Purpose of the Study:

  • To identify biological-clinical mismatch in Alzheimer's disease using tau biomarkers (p-tau217 and Tau-MaX) and clinical severity (CDR-SB).
  • To investigate neurodegenerative differences, alpha-synuclein co-pathology, and longitudinal trajectories in canonical, vulnerable, and resilient groups.
  • To validate the tau-cognitive mismatch model in an independent dataset.

Main Methods:

  • Included amyloid-positive ADNI participants with available Tau PET or p-tau217 and CDR-SB scores.
  • Defined mismatch using linear regression between tau burden (Tau-MaX or p-tau217) and CDR-SB, categorizing participants into canonical, vulnerable, and resilient groups.
  • Analyzed medial temporal lobe (MTL) structure, brain-wide thickness, alpha-synuclein status, and longitudinal tau PET, atrophy, and cognitive trajectories, controlling for covariates.
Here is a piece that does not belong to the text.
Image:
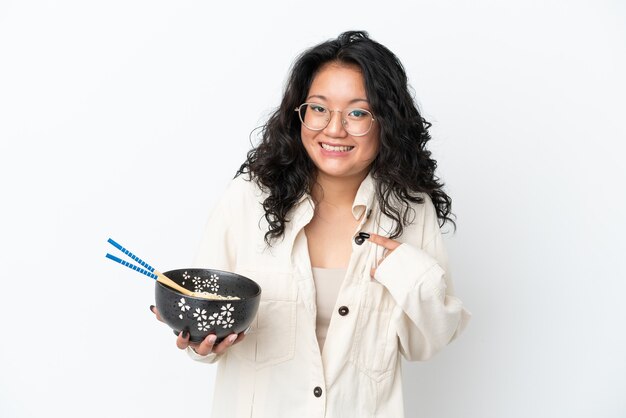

Replicated findings in the Penn ADRC dataset.

Main Results:

  • Both Tau-MaX and p-tau217 showed moderate association with CDR-SB.
  • Vulnerable individuals exhibited greater neurodegeneration in anterior MTL and temporolimbic regions and higher alpha-synuclein prevalence.
  • The vulnerable group demonstrated accelerated cognitive decline independent of tau accumulation rate and faster atrophy in MTL and temporolimbic regions. Findings were consistent across ADNI and Penn ADRC datasets.

Conclusions:

  • Tau-cognitive mismatch effectively identifies vulnerable individuals with distinct neurodegeneration patterns and alpha-synuclein co-pathology, overlapping with Limbic-predominant Age-Related TDP-43 Encephalopathy (LATE).
  • Plasma-based tau biomarkers successfully identified similar vulnerable individuals in an independent cohort, suggesting clinical utility.
  • This approach refines understanding of AD progression heterogeneity and identifies individuals requiring targeted interventions.